Elle me sauta au cou.
— Où est mon frère ? J’ai croisé la salope, hier soir, elle draguait tout ce qu’elle pouvait dans un pub. J’ai sauté dans ma voiture pour vous féliciter.
— C’est bien que tu sois là, je dois vous parler à tous les trois.
— Que se passe-t-il ?
— Allons voir Abby et Jack.
Elle me laissa passer. Abby me prit dans ses bras en me lançant des « ma chérie ». Il avait fallu que Judith l’ouvre. Elle avait dû leur raconter qu’Edward et moi filions le parfait amour. Mes yeux s’embuèrent, je croisai le regard perspicace de Jack, il avait déjà compris. J’allai plomber l’ambiance en moins de deux.

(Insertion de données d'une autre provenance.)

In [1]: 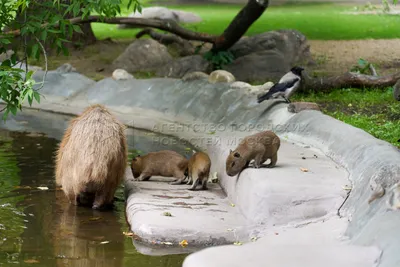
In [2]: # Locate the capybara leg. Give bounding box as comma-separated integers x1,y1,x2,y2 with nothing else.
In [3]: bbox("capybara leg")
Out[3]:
266,153,278,168
138,173,151,181
201,177,208,190
188,177,200,191
92,192,108,210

Nous nous assîmes. Abby et Judith s’agitaient dans le canapé. Seul Jack conservait son calme, il m’observait.
— Tu t’en vas, n’est-ce pas ? me demanda-t-il.
— Oui.
— Quoi ? Mais c’est quoi, cette histoire ? cria Judith.
— Ma vie est à Paris.
— Et Edward ?
Je piquai du nez et me ratatinai.
— Je croyais que tu l’aimais. Tu ne vaux pas mieux que l’autre, tu as profité de lui, et tu le laisses tomber.
— Judith, ça suffit, intervint Abby.
— Quand pars-tu ? me demanda Jack.
— Après-demain.
— Si vite, s’exclama Abby.
— C’est préférable. Il y a autre chose… quand j’ai expliqué à Edward ma décision, il est parti, il n’est pas revenu chez lui, ça fait trois jours. Je ne sais pas où il est… je suis désolée.

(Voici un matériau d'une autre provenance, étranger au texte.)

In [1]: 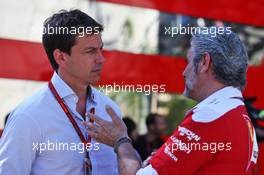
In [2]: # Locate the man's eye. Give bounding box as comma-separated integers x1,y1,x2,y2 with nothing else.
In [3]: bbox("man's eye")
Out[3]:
85,50,96,54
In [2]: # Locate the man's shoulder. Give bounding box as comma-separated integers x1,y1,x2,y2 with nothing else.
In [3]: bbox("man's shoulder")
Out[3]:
92,87,121,115
192,99,244,123
12,86,50,119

— Ce n’est pas ta faute, me dit Jack.
Judith sauta du canapé et prit son téléphone.
— Répondeur ! râla-t-elle. Il va nous refaire son trip bête sauvage. On a déjà subi ça une fois, pas deux. Fais chier !
Rouge de colère, elle balança son portable et fit comme si je n’existais pas.

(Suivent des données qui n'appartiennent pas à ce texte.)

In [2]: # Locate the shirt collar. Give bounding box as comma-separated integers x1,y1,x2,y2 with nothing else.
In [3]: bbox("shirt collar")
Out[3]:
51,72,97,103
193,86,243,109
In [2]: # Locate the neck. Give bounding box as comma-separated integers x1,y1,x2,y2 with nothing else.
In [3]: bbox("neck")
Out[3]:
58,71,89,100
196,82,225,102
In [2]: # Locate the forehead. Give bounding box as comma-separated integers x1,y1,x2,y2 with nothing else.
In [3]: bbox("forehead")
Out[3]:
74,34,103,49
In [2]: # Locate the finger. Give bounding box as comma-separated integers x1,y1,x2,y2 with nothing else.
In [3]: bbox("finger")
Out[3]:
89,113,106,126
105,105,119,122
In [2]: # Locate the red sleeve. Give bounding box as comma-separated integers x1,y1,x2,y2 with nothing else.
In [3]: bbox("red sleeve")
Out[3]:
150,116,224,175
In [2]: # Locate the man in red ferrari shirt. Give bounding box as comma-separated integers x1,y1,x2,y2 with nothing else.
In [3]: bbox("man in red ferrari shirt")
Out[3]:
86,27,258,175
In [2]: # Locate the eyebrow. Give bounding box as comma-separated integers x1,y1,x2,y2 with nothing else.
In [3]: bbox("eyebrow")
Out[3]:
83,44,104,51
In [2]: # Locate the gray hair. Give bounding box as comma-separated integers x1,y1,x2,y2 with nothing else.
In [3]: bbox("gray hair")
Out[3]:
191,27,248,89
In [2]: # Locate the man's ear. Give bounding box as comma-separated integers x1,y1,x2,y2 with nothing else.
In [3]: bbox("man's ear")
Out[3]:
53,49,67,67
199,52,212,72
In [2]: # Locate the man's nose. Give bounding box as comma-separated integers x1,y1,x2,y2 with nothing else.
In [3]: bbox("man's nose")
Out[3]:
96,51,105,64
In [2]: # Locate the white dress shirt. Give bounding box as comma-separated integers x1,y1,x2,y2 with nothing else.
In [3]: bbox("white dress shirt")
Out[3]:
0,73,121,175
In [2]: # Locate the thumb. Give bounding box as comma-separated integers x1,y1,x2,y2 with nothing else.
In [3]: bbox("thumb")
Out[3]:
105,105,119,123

— Il est temps que j’y aille, leur annonçai-je.
Je pris la direction de la sortie. Ils me suivirent tous les trois. Du coin de l’œil, je vis Jack prendre sa femme par les épaules. La tristesse et l’inquiétude se lisaient sur leurs visages. Sur le seuil de la porte, Abby m’attrapa dans ses bras.
— Donne-nous de tes nouvelles.
— Merci pour tout, lui répondis-je en luttant contre les larmes.
Je lui rendis son étreinte, déposai un baiser sur la joue de Jack et me tournai vers Judith.
— Je t’accompagne à ta voiture, me lança-t-elle sans un regard.
J’ouvris ma portière, lançai mon sac à l’intérieur. Judith ne disait rien.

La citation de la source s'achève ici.